5. **temperature**  
   - `number` (Optional)  
   - Defaults to `0`  
   - The sampling temperature, between `0` and `1`. Higher values like `0.8` will make the output more random, while lower values like `0.2` will make it more focused and deterministic. If set to `0`, the model will use log probability to automatically adjust the temperature until certain thresholds are met.


In [10]:
filename = "./Week_2/Day_1/translation.m4a"

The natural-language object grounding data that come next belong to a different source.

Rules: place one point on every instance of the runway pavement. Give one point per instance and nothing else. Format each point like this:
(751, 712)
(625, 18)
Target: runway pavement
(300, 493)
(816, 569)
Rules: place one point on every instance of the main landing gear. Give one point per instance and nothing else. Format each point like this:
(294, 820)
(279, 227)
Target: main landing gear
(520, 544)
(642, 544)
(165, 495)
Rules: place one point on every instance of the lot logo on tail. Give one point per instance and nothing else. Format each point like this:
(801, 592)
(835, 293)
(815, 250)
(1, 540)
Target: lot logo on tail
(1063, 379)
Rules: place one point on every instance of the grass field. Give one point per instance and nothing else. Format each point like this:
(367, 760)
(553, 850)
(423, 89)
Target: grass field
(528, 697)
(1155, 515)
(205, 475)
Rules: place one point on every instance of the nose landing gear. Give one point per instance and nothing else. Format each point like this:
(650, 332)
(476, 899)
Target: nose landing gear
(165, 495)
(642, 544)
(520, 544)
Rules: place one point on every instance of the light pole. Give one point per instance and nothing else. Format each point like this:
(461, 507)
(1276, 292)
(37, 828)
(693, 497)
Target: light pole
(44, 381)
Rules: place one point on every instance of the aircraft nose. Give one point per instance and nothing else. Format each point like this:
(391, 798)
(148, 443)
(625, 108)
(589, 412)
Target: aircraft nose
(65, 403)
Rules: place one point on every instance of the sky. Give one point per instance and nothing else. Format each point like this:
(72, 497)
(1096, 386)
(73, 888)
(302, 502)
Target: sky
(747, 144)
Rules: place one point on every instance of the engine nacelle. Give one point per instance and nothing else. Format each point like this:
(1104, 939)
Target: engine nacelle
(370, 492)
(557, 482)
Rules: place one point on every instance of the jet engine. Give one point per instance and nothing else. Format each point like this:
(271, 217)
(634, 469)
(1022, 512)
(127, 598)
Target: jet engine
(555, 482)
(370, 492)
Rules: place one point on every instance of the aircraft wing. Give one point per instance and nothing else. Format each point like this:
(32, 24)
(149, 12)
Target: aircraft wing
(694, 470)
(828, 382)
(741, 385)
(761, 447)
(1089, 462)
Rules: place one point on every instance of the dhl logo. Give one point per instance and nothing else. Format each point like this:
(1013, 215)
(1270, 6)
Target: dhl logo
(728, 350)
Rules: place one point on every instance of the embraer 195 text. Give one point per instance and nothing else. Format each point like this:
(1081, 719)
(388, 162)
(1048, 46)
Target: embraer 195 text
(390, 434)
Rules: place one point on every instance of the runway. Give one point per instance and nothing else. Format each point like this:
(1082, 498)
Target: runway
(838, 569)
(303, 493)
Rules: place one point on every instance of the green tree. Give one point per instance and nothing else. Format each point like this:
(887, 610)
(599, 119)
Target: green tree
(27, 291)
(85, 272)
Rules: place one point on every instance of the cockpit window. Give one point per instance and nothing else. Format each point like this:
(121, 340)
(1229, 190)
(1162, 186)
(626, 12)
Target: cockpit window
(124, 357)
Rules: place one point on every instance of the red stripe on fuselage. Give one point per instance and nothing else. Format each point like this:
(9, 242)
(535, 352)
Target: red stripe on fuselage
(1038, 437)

with open(filename, "rb") as file:
    translation = client.audio.translations.create(
      file=(filename, file.read()),
      model="whisper-large-v3",
      prompt="Specify context or spelling",  # Optional
      response_format="json",  # Optional
      temperature=0.0  # Optional
    )
    print(translation.text)



 The capital of West Bengal is located on the banks of the Huggali River, 180 km from the border of the Bengal Khadi.